University of New England Associate Professor Jeri Fox just got back from one of her legendary field trips. Fox, who is also the coordinator of UNE’s aquaculture and aquarium sciences program, put together a multi-faceted itinerary in which her conservation and ecology students spent time in old Panama City, took a Panama Canal cruise, visited two different native people’s villages, saw a Fair Trade plantation, canopied above the trees, learned how to use simple tools, watched a sea turtle build its nest and – to top it all off – saw a real, live sloth.
“That was a priority for them,” she says.
Fox has been teaching at UNE for 15 years and taken four trips to Panama and several trips to Belize. She says it’s important to get students out of their everyday comfort zones and “make them more worldly.”
“There is something about travel that crystallizes thought,” she has said.
Day to day, though, Fox is also broadening her students’ horizons by teaching the gospel of self-sufficiency when it comes to growing plants and fish. In her younger years, she used to think that aquaculture might solve world hunger problems. Now she has switched her interest from looking at food-supply issues globally to trying to expand the locavore movement from an aquacultural perspective.
Part of her mission – which she promotes with great enthusiasm – is to make UNE an “edible campus,” meaning everything that grows, from the rainbow trout in the aquaponic tanks to the ornamental fruit trees that decorate the campus, could be used to help feed people.
“I’m not saying till all the land and put up a lot of fish cages,” says Fox. “But aquatic seafood production could be knit all together with the production of other foods into a ‘robust pilot study.’”
Fox says she is always “fishing around – no pun intended” – for ideas to expand her philosophy. Right now, for example, she’s trying to get funding to purchase some honeybee hives from Australia. She also would like to start tapping the maple trees around campus for syrup.

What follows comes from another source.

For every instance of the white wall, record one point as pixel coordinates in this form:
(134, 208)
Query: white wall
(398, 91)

Her students are growing seaweed year round – a product she calls a wonder food, because all you really have to do is find a good spot for it and watch it grow. Fox says the school could use the kelp for Nori wraps and other seaweed food products in the cafeteria, and to make its own sea salt.

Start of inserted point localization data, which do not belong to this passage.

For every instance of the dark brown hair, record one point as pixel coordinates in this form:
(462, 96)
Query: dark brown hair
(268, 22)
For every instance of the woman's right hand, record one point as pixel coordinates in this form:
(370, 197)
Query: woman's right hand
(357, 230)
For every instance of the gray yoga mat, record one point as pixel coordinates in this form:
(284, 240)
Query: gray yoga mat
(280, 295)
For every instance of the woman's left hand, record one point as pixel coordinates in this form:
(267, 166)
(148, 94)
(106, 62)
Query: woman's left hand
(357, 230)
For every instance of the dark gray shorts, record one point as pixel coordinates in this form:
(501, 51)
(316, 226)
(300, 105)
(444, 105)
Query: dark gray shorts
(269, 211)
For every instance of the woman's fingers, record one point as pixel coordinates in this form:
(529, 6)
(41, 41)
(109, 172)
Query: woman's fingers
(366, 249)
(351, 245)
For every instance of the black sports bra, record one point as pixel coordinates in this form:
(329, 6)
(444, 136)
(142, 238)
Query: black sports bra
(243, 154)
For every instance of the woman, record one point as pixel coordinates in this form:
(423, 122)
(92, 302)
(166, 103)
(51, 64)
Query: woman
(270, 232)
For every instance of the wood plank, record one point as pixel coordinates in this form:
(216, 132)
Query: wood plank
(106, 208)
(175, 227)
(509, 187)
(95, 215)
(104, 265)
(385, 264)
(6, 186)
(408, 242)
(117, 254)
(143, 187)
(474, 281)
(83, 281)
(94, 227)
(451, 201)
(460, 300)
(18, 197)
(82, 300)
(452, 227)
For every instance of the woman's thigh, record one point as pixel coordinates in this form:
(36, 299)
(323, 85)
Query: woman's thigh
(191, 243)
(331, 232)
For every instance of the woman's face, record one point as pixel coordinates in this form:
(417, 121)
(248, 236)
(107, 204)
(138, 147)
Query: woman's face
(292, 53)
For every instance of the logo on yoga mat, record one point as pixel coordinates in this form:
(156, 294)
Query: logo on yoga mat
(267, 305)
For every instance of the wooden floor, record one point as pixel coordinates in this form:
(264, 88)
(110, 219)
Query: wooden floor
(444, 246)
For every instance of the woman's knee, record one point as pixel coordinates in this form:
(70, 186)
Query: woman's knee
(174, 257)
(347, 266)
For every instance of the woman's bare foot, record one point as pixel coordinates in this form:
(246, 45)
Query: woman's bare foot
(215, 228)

Before coming to Maine 15 years ago, Fox worked in Hawaii, where she did her post-doctoral research on coral reefs. A diver since the age of 14, she worked to create and expand aquaculture resources to slow the damage being done to coral reefs by harvesters of ornamental fish. Since coming to Maine, Fox has seen aquaculture grow to the point where it is second only to Hawaii – and in some years has surpassed the Aloha State – in terms of the production of farmed fish.
“The only thing holding Maine back is attitudes toward aquaculture in the United States,” she says.
Fox is referring to the fact that some aquaculture products are seen as inferior to wild-caught fish products because the fish are grown in cages, and are sometimes treated with antibiotics when and if a bacterial infection threatens the stock. Fish farms are also criticized because their use of small fish as feed may be depleting those wild stocks. And there are those who cite the escape of farmed fish, especially salmon, as reason to fear for the future of wild stocks.
Fox admits there “are always going to be bad apples” in fish farming.
“But the things aquaculture is accused of goes on in all food production industries,” she adds. “We are the new kid on the block. Fish farms are right there and very visible.”
Fox says the worst practices are going on in other countries where such fish as tilapia and shrimp are farmed along the coast of China and Thailand. A year ago, the federal government banned the importation of farmed fish from China because of the presence of contaminants that have been shown to be carcinogenic in lab animals.
Such health scares are all the more reason to subscribe to the locavore movement, Fox says. Here in the U.S., and especially in Maine, “there are a lot of very conscientious people doing innovative things” to ensure the safety of the fish they produce, she says.
Fox is enthusiastic about the future of aquaculture and believes her students will lead the way in the ongong quest to use the ocean in sustainable and ecological ways. “We are overfishing the wild stocks we have,” she says. “The only thing we can do is develop farmed seafood.”